The only other reserve lineman among the 75 players still on the roster with NFL experience is tackle Jeremy Parquet, who appeared in four games last season with the Steelers, though mostly on special teams and in mop-up duty.

Parquet, though, could be in danger of not making the 53-man roster because the Steelers might try to sign a veteran tackle or guard after teams make their final cuts this weekend.

Right now, following the preseason finale tonight against the Carolina Panthers in Charlotte, N.C., the Steelers likely will head into the regular season with green backup offensive linemen.

"I wouldn't say it's a worry -- we're confident with the guys back there -- but until they go out and actually play you're not sure what's going to happen," said center Justin Hartwig, the most-experienced player on the offensive line who enters his eighth NFL season. "We can look at them in practice and preseason games and think they look good, but, [when] the bullets are flying, it's a kill-or-be-killed situation. You don't know for sure."

Stapleton's injury -- he was placed on injured reserve Monday, ending his season -- has helped create the situation because veteran tackle Trai Essex has replaced him at right guard. Because Stapleton also was the backup center, Legursky has, in effect, assumed his dual role.

A first-year free agent from Marshall University who spent four months on the team's practice squad in 2008, Legursky started the preseason opener against Arizona at center when Hartwig and Stapleton were injured, then started the following week at left guard against Washington when Chris Kemoeatu did not play.

Right now, he would be the first lineman off the bench if one of the interior starters went down.

"We have to at least rely on one good thing -- having Doug Legursky as a backup, starting two games with us, kind of gives us a comfort level," said Starks, who started the final 14 games (including postseason) at left tackle because of an injury to Marvel Smith and begins his sixth NFL season as the team's highest-paid offensive lineman. "He knows what he's doing. If he had to come in, he'd still be an asset for us. You always like to have all experienced guys together, but that's the nature of this business. Injuries happen to all of us."

Willie Colon, who begins his third season as the starting right tackle, was one of two rookies on the offensive line in 2006, along with center Marvin Phillip.
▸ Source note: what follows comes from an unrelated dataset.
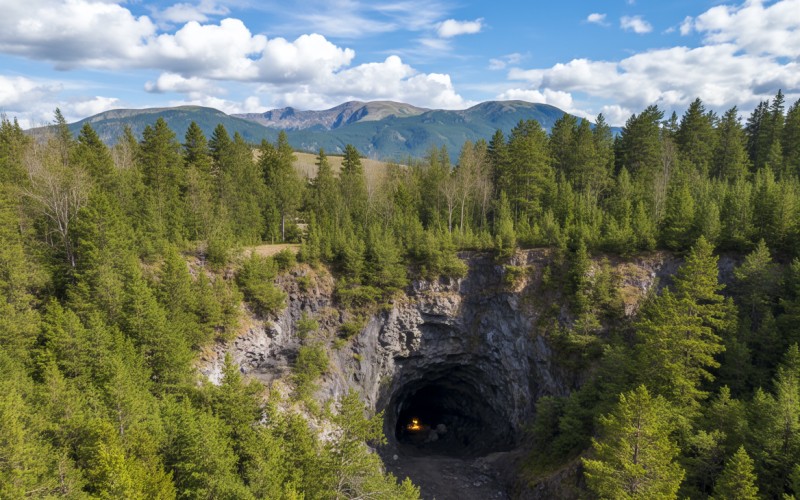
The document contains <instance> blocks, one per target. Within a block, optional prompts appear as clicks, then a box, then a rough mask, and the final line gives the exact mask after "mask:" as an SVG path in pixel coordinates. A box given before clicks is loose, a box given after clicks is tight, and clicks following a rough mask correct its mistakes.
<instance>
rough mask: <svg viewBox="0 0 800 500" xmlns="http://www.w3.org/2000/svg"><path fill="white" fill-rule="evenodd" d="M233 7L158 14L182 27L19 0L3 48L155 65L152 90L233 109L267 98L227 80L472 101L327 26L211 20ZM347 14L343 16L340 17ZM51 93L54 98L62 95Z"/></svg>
mask: <svg viewBox="0 0 800 500" xmlns="http://www.w3.org/2000/svg"><path fill="white" fill-rule="evenodd" d="M342 1H344V0H342ZM334 3H336V2H334ZM339 3H341V2H339ZM433 3H434V4H435V3H436V2H433ZM412 4H413V5H415V6H416V7H421V6H422V5H423V3H422V2H421V1H417V0H408V1H407V2H403V3H402V5H401V4H400V3H398V4H396V5H394V7H392V5H390V4H383V5H381V6H380V8H381V9H384V10H387V9H388V10H387V12H386V15H387V16H389V15H391V16H394V17H393V19H401V18H402V17H403V16H404V15H406V14H410V13H411V7H410V6H411V5H412ZM375 9H378V7H375ZM393 9H394V10H393ZM224 12H225V9H224V8H222V7H219V4H218V3H217V2H215V1H214V0H202V1H201V2H200V3H198V4H189V3H178V4H175V5H173V6H172V7H169V8H167V9H165V10H163V11H161V12H157V13H155V14H154V16H157V20H158V21H161V22H163V21H170V22H183V21H185V23H184V24H183V25H181V26H180V27H178V28H177V29H174V30H173V29H167V28H164V26H163V25H160V24H157V23H155V22H154V21H153V20H151V19H150V18H149V17H147V16H135V15H133V14H132V13H131V12H130V11H129V10H127V9H126V8H124V7H123V6H121V5H119V4H118V3H116V2H104V1H98V0H69V1H67V2H63V1H60V0H30V2H27V3H26V4H24V6H23V4H21V3H16V4H14V5H12V6H9V7H8V8H7V9H6V12H5V14H6V15H4V16H3V17H2V18H0V52H5V53H9V54H16V55H19V56H23V57H27V58H30V59H34V60H45V61H51V62H52V63H53V64H54V65H55V66H56V67H57V68H59V69H72V68H95V69H100V70H114V69H118V68H125V69H155V70H158V71H159V73H160V75H159V76H158V77H157V78H156V79H155V80H152V79H151V80H150V81H147V82H146V83H145V84H144V88H145V90H146V91H148V92H151V93H178V94H183V95H184V98H183V100H181V101H180V102H184V103H186V102H191V103H196V104H202V105H206V106H214V107H218V108H220V109H223V110H225V111H244V110H247V109H246V108H245V106H257V107H260V106H261V103H260V101H259V102H256V101H254V100H253V99H250V100H247V99H246V100H244V101H242V102H237V101H235V100H229V99H226V98H223V97H219V96H220V95H224V94H226V92H225V91H224V87H223V86H222V84H223V83H224V82H243V83H246V84H247V83H256V84H261V89H262V90H263V91H265V92H268V93H269V95H270V100H273V101H284V102H286V103H291V104H295V105H298V106H300V105H313V104H315V103H322V102H323V101H324V102H325V104H337V103H338V102H339V101H340V100H342V99H343V98H358V99H395V100H407V101H409V102H414V103H416V104H420V105H429V106H435V107H446V108H454V107H461V106H463V105H464V104H465V101H464V100H463V99H462V98H461V96H459V95H458V94H457V93H456V91H455V89H454V87H453V84H452V81H451V80H450V77H449V75H444V74H438V73H430V74H424V73H419V72H417V71H416V70H414V69H413V68H412V67H411V66H409V65H407V64H405V63H404V62H403V61H402V60H401V59H400V58H399V57H397V56H392V57H388V58H387V59H386V60H384V61H382V62H376V63H366V64H360V65H357V66H351V65H352V62H353V59H354V58H355V52H354V51H353V50H352V49H349V48H346V47H340V46H338V45H336V44H334V43H332V42H330V41H329V40H328V39H326V38H325V37H324V36H323V35H320V34H307V35H302V36H300V37H298V38H296V39H294V40H286V39H284V38H268V37H266V36H264V35H262V34H254V33H252V32H251V31H250V29H249V28H248V27H247V26H246V25H245V24H244V23H243V22H242V21H241V20H239V19H233V18H227V19H222V20H220V21H219V22H214V23H207V22H206V20H207V18H208V16H211V15H218V14H223V13H224ZM422 17H425V16H422ZM426 20H427V21H430V19H428V18H427V17H426ZM427 21H426V22H427ZM337 22H340V23H341V22H342V20H341V19H338V18H337ZM427 26H428V29H431V30H435V31H437V33H438V34H439V35H440V36H441V37H444V38H431V39H430V40H431V43H433V44H438V45H437V46H441V45H442V44H444V45H447V44H448V40H447V39H446V38H449V37H453V36H457V35H459V34H467V33H476V32H479V31H480V30H481V28H482V20H481V19H477V20H475V21H455V20H452V19H451V20H448V21H445V22H443V23H441V24H439V25H437V24H435V23H430V22H429V23H428V24H427ZM97 40H103V43H97ZM511 59H512V58H509V59H508V60H511ZM2 83H3V82H0V105H1V103H2V102H3V99H5V100H6V101H8V100H9V99H10V98H9V97H4V95H5V96H9V95H11V92H12V90H4V87H2ZM5 83H8V82H7V81H6V82H5ZM31 85H32V86H31ZM31 85H29V86H28V87H30V88H29V91H28V93H29V94H31V95H33V94H34V93H35V92H36V88H37V87H36V85H33V84H31ZM12 86H13V87H14V89H16V90H14V91H18V90H19V89H26V88H28V87H26V86H25V85H21V84H8V85H6V87H9V88H10V87H12ZM50 97H51V98H50V99H49V101H50V102H53V101H58V99H57V98H54V97H53V96H50ZM13 99H14V100H15V101H20V99H19V98H16V97H15V98H13ZM62 100H63V99H62ZM116 104H118V103H115V102H112V101H109V100H108V99H107V98H99V97H91V98H86V99H83V100H82V101H81V103H72V104H70V106H71V108H70V109H71V110H74V112H75V113H81V114H84V113H85V114H89V113H92V114H93V113H95V112H98V111H97V110H101V109H102V108H104V107H106V108H107V107H109V106H113V105H116Z"/></svg>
But the other backups were Essex, Kemoeatu and veteran Barrett Brooks, players who were with the team the year before.

Colon finally got a chance to play when Starks, the starter at right tackle, was injured late in the season. He started the final two games against Baltimore and Cincinnati after being inactive for the first 14 games, but said he felt prepared, mentally and physically, to do so.

"I didn't feel like I wasn't ready," Colon said. "For the most part, I felt physically I could get it done and, technically, I felt fine and, assignment-wise, I felt great. It was an instance of being put out there in the fire.

"Experience overrides anything; we understand that. But, for the most part, you just got to get guys to be ready. You can't look at the downside of guys being too young. If you're called upon, you got to be able to go out [and play], that's what it's about."

Said Hartwig: "When you have veteran guys you know what they're capable of. You can be confident with young guys, but you don't know until they go out and prove it."

Gerry Dulac can be reached at gdulac@post-gazette.com.
First published on September 3, 2009 at 12:00 am

Read more: http://www.post-gazette.com/pg/09246/995239-66.stm#ixzz0Q21NPnCP

09-03-2009, 08:14 AM
Nice to know the starters have faith in Legursky.

09-03-2009, 09:42 AM
Hopefully by being green they do not fear.